Freeing the Good Earth
Arjun Krishnan

Since Independence, the average landholding size of agricultural households across India has steadily declined. In 1970, an average agrarian household owned over 2 hectares of land; this fell to 1.4 hectares by the 1990s. In 2019, this was 0.876 hectares. Simultaneously, agriculture's contribution to Gross Domestic Product (GDP) fell to 16.6% in 2019 from 41% in 1970. Despite this regression, 42% of India’s workforce is employed in agriculture. What is keeping Indian farmers locked in this perpetual cycle of poverty? The reasons for low income in the sector are multifold. Regulations limit farmer freedom and distort every aspect of the production and sale process.
 

Restrictions on how farmers can use their key, often only, capital asset—land—is a major force at play. At the time of independence, India’s agrarian economy was dominated by zamindars or landlords. These landlords owned a vast majority of the land, and cultivators had little rights. These restrictions have trapped farmers in agriculture, shackled them to their land, and prevented upward mobility.

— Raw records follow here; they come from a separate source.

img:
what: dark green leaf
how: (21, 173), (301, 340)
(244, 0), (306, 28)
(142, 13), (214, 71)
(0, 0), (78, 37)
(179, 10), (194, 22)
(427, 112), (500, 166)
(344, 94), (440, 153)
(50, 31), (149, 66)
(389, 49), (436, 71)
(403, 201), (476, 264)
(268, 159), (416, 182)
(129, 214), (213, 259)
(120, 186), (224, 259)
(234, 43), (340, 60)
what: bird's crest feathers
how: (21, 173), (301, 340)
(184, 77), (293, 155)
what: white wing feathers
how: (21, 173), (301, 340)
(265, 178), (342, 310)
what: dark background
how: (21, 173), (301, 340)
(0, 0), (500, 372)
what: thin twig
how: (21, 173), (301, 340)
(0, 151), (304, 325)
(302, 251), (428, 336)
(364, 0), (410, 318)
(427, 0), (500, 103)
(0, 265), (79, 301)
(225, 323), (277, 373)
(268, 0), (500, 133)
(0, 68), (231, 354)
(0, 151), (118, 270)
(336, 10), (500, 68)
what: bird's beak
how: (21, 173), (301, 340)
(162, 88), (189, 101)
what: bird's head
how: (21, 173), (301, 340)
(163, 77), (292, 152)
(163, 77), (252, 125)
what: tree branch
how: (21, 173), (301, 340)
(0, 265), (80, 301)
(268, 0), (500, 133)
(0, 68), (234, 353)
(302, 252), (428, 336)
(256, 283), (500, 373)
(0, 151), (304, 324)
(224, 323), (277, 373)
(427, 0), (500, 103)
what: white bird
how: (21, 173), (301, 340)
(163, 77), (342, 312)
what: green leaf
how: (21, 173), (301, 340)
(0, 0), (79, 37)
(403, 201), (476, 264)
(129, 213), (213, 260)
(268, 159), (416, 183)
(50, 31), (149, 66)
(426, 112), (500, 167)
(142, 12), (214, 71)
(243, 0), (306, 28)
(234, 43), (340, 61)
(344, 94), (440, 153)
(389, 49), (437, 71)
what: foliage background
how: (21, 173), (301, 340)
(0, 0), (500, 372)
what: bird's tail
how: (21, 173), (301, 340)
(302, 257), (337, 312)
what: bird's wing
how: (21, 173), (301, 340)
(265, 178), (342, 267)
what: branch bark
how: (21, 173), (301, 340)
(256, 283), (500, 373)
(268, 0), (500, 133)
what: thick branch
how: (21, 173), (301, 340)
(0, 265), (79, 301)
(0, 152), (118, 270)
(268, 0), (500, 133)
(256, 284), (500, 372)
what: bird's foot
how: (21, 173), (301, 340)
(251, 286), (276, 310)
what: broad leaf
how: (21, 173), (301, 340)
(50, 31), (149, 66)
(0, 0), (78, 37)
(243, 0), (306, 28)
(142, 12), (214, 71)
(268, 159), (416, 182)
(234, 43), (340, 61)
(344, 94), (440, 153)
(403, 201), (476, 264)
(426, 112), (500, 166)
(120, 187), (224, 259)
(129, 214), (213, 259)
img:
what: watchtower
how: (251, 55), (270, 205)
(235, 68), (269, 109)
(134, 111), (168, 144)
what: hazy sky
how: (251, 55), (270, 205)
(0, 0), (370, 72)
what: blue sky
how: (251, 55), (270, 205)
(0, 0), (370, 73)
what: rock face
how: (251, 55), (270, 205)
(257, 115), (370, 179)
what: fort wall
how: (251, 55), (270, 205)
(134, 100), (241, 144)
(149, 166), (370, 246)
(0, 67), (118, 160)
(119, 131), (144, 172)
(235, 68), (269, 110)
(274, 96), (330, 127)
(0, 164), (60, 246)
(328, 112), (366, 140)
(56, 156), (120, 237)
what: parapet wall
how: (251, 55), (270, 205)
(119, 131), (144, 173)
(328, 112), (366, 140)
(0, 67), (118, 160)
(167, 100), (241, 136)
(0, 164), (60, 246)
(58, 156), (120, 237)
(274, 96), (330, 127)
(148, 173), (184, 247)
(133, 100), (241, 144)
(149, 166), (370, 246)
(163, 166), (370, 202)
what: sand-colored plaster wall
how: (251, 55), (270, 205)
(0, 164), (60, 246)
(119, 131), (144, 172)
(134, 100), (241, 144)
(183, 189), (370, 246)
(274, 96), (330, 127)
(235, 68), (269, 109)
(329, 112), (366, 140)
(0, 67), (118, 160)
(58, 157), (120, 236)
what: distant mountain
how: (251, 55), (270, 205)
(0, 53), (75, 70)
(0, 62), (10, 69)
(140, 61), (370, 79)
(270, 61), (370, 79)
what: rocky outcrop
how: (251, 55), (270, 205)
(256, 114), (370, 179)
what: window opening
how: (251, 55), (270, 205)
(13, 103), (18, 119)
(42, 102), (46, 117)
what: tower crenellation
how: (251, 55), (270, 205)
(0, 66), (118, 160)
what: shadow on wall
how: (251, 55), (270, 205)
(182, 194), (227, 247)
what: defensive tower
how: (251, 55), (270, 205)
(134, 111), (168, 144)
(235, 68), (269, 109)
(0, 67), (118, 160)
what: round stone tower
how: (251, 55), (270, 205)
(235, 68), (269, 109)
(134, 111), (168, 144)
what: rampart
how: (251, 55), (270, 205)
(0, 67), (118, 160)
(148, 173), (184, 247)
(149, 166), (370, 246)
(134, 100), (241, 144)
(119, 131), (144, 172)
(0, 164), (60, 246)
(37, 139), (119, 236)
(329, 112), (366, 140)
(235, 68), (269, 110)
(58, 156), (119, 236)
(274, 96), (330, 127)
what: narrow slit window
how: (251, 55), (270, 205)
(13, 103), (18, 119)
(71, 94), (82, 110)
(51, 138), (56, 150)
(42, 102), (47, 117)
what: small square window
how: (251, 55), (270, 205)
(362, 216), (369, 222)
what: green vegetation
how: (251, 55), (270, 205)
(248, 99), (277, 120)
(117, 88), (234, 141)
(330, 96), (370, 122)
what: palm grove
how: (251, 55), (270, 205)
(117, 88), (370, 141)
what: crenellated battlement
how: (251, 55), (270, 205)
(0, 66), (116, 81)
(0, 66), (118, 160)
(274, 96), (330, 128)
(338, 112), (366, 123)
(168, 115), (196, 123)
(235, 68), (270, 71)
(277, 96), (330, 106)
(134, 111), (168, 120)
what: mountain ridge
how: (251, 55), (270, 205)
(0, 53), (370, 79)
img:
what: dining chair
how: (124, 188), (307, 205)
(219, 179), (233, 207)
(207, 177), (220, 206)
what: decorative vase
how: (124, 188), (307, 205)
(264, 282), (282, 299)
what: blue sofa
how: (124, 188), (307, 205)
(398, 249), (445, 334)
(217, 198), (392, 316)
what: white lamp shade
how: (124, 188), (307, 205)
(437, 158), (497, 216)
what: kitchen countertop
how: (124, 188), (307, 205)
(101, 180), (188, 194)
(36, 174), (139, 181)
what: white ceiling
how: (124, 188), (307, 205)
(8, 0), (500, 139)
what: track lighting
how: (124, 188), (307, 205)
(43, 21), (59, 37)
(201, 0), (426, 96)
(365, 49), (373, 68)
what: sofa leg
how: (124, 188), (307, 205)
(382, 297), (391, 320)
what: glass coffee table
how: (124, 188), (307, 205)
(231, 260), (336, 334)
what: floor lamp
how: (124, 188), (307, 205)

Different states regulate these aspects in different ways. This research paper studies laws across 20 Indian states, assesses the impact these restrictions have, and suggests potential changes that states could adopt to empower farmers to decide how they use their land. Every aspect of the agricultural land market is highly regulated. These regulations were created to protect farmers, but instead, they hurt the very farmers it sought to protect. The paper looks at four distinct types of encumbrances on landowners:

  • Restrictions on who can buy agricultural land.
  • Restrictions on land size.
  • Restrictions on leasing.
  • Restrictions on land conversion.